03/27/2014 12:07 pm ET Updated May 27, 2014

Entrepreneur On the Prowl

A number of questions surround the word "entrepreneur." Is one born with the qualities to become an entrepreneurial success or does one learn the skills from mentors and other successful entrepreneurs? What does it mean to be an entrepreneur? And who exactly possesses the qualities to become one? These days, people love to make the claim "I'm an entrepreneur." What this all too often means is that they simply want to make a lot of money fast, without enduring the drudgery of climbing the corporate ladder. This is naïve. One fact I know for sure, entrepreneurs are resilient, passionate creatures who thrive in the wild.

In my journey as an entrepreneur, I have encountered three different groups of "entrepreneurs". The first group of individuals are the "true entrepreneurs", who by definition have that lean and hungry look for at least the first three years after starting their business. They are the Futon Warriors. The Top Ramen Ninjas. Every extra dime goes into growing their business, and no sacrifice or risk is too great. A true entrepreneur is not in love with money; the true entrepreneur is in love with an idea. In Phase One of the entrepreneurial cycle, it's just you and your Big Idea. Phase Two is the period of quantum leap growth, where you start to shape the brand and guide the company story according to your vision. Phase Three is where the rapid growth slows, and development and management of the brand requires the full focus of the growing team. This process is not for the faint of heart. Many people set out thinking it's what they want; but the terrain proves too rough for many.

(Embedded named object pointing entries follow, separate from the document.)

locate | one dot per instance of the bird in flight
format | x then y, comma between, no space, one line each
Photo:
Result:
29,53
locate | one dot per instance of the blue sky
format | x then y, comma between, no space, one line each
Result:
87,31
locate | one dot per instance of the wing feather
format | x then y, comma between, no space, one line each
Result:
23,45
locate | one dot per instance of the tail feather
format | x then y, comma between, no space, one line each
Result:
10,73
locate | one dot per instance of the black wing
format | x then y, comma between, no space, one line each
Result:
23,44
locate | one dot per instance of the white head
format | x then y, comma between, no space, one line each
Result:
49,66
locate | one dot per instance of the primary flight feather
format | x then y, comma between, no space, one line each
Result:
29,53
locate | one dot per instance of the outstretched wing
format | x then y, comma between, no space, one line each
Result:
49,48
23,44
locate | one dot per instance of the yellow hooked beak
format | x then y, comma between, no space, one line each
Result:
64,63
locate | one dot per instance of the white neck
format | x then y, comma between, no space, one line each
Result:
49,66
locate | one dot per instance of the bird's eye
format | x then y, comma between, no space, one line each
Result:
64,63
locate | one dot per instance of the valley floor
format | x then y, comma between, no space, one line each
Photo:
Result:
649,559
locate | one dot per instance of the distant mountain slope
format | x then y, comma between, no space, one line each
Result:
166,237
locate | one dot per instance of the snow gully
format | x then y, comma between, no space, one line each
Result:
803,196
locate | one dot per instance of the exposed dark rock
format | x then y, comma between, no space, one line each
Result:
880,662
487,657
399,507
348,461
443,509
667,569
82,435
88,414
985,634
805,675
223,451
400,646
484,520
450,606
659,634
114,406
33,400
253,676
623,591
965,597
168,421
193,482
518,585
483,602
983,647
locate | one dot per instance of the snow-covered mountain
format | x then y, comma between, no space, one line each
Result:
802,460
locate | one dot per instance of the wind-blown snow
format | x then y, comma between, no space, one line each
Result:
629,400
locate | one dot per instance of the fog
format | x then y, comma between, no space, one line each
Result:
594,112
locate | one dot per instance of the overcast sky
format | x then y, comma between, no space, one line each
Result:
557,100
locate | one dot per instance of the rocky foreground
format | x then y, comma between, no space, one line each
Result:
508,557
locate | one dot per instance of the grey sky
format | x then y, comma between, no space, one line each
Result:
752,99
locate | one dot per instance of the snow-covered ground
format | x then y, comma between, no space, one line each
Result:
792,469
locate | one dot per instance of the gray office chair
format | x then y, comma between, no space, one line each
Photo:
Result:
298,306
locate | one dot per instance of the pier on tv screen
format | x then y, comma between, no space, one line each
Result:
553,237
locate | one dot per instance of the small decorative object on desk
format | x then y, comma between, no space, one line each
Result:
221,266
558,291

The entrepreneurial path is not for everyone. However, one can possess entrepreneurial qualities without having to start their own company. I call this group of individuals "intrepreneurs", clever, creative doers who apply entrepreneurial techniques within the structure of a company where they are employed. In an attempt to create an energetic force-field within the usually sluggish metabolism of a conventional corporate structure, intrepreneurs can sometimes create new systems, new streams of revenue or new departments within a company. Like great blues-singers, they do the equivalent of playing between the notes to find unique spaces so their creativity may prosper, and in turn allowing a company to grow.

The third group I've encountered are the "want-trepreneurs". Often times these individuals are formerly high-paid employees who have been let go by their companies for one reason or another. They view their unemployment as an opportunity to start their own company and be the boss of their own schedule. But that's where it ends. Want-trepreneurs are driven purely by money. If they have a good idea, it will never become a success because the source of their motivation is purely the dollars they hope to gain from it. True entrepreneurs are crazy-in love with their idea and their work, and no sacrifice or challenge is too great in order to achieve their dream.

I hear "want-trepreneur" stories from the field all the time. A former skin therapist says she wants to develop a classroom program for schoolchildren on acne care. She needs to write an educational manual which can be used in the schools, and doesn't do it because (sigh, eye-roll) it's too draining." End of story.

A woman released from a high-level position has an idea for an executive motivational program. She visualizes herself giving a TED Talk. But when her business partner suggests doing a trial run-through of the program at a friend's company up the coast -- an unpaid audition, as it were -- the want-trepreneur responds that she is too tired to travel. Ironically --she's not motivated enough by her idea and lacks the passion and resilience to see it through.

Without batting an eye, true entrepreneurs will drive all night and sleep on a friend's couch if it means the opportunity to present their idea to someone who will listen. Hear that howling? That's the sound of an entrepreneur who's just jumped the fence and is out into the wild, on the prowl, earning her full-moon status.